DERAEDT, Lettres, vol.8 , p. 123

12 jan 1870 Rome CHABERT Louise

La souffrance, réponse de Dieu à votre désir de sainteté – Trois conditions de la sainteté : énergie, humilité et amour du Christ, de la Vierge et de l’Eglise – Gardez votre indépendance – Le concile marche bien.

Informations générales
  • DR08_123
  • 3834
  • DERAEDT, Lettres, vol.8 , p. 123
  • Orig.ms. ACR, AM 313; D'A., T.D.38, n.9, pp.14-16.
Informations détaillées
  • 1 ADVENIAT REGNUM TUUM
    1 AMOUR DE L'EGLISE A L'ASSOMPTION
    1 AMOUR DE LA SAINTE VIERGE A L'ASSOMPTION
    1 AMOUR DU CHRIST
    1 AMOUR DU CHRIST A L'ASSOMPTION
    1 CONCILE DU VATICAN
    1 DON DE SOI A DIEU
    1 ENERGIE
    1 FRANCHISE
    1 HUMILITE
    1 INFAILLIBILITE PONTIFICALE
    1 LIBERTE DE CONSCIENCE
    1 LUTTE CONTRE SOI-MEME
    1 PATERNITE SPIRITUELLE
    1 PORTEMENT DE LA CROIX PAR LE CHRETIEN
    1 RENONCEMENT
    1 REPOS
    1 SAINTETE
    1 SOUFFRANCE ACCEPTEE
  • A MADEMOISELLE LOUISE CHABERT
  • CHABERT Louise
  • Rome, 12 janvier 1870.
  • 12 jan 1870
  • Rome
La lettre

Ma chère enfant,

Je reçois votre lettre du 7 et je suis presque tenté de me réjouir de vos mauvais moments, puisqu’ils me valent vos lettres.

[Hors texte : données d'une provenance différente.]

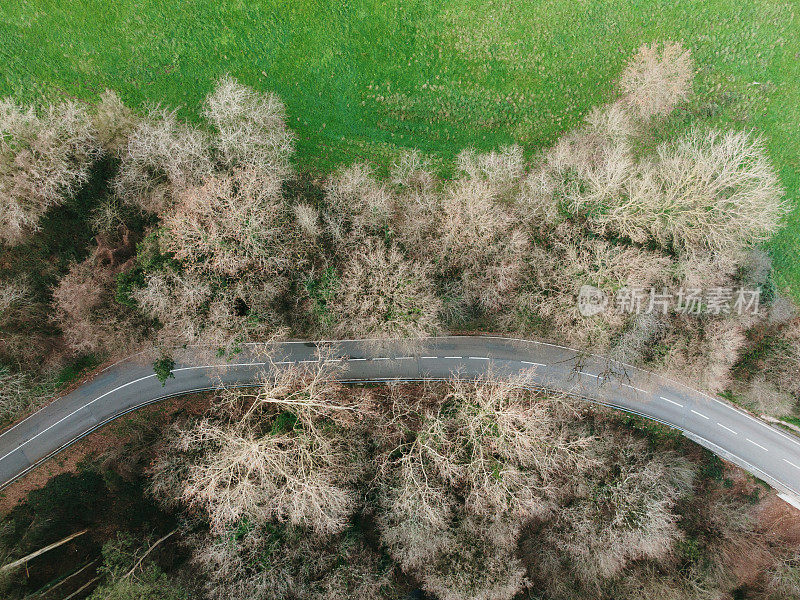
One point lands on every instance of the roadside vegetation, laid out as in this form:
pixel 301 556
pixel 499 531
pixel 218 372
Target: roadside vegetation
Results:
pixel 207 233
pixel 306 488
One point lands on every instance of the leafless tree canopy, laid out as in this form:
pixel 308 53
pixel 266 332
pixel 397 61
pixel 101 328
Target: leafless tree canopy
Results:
pixel 45 157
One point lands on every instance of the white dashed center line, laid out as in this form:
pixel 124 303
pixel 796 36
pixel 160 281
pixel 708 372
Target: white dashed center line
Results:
pixel 756 444
pixel 672 402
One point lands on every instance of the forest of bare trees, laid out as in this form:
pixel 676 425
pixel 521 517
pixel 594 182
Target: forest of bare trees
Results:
pixel 478 489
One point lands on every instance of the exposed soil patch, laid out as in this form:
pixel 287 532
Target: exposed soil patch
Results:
pixel 114 435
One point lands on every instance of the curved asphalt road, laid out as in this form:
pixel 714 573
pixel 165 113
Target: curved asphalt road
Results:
pixel 764 451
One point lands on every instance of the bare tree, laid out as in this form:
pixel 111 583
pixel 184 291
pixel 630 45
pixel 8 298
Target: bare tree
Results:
pixel 44 158
pixel 163 157
pixel 381 294
pixel 657 78
pixel 250 128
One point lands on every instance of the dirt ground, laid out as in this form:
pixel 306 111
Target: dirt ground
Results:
pixel 97 443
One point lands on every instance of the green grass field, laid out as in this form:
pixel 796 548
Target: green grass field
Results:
pixel 365 78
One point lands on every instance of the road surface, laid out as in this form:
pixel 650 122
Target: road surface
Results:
pixel 764 451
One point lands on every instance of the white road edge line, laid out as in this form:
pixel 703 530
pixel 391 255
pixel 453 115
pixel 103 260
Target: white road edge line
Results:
pixel 672 401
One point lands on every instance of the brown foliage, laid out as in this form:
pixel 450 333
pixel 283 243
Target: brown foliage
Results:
pixel 657 78
pixel 384 295
pixel 44 158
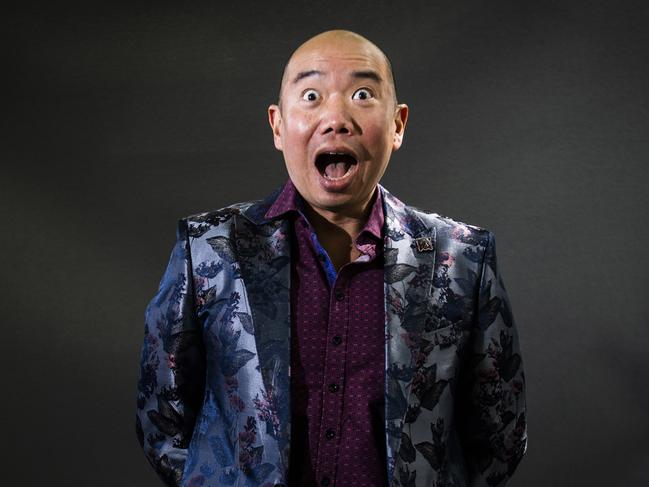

Non, ma fille, votre croix n’est pas trop lourde. Dieu proportionne toujours le courage à l’épreuve et vous aidera à porter votre croix, pour peu que vous le veuillez. Mais il s’agit d’une révolution réelle dans le plus profond de votre être. Dieu vous visite. Il vous fait passer par le feu de la souffrance. Il veut que vous en sortiez pure, transparente, embrasée. Il veut que vous mouriez à vous-même pour vivre de sa vie. Il vous place dans une solitude de coeur absolue, afin de revendiquer tout, oui tout ce que le vôtre peut donner. Il ne l’exige pas. Il vous laisse une plus grande liberté, afin que votre don soit plus méritoire. Vous voilà, Louise, à l’époque la plus solennelle de votre vie. Dieu vous a prise en quelque sorte au mot. Souvenez-vous de toutes les protestations que vous m’avez faites. Vous ne vouliez pas seulement être une fille chrétienne, vous vouliez être une sainte. Dieu en vous prenant votre père vous dit: »Eh! bien, commence ».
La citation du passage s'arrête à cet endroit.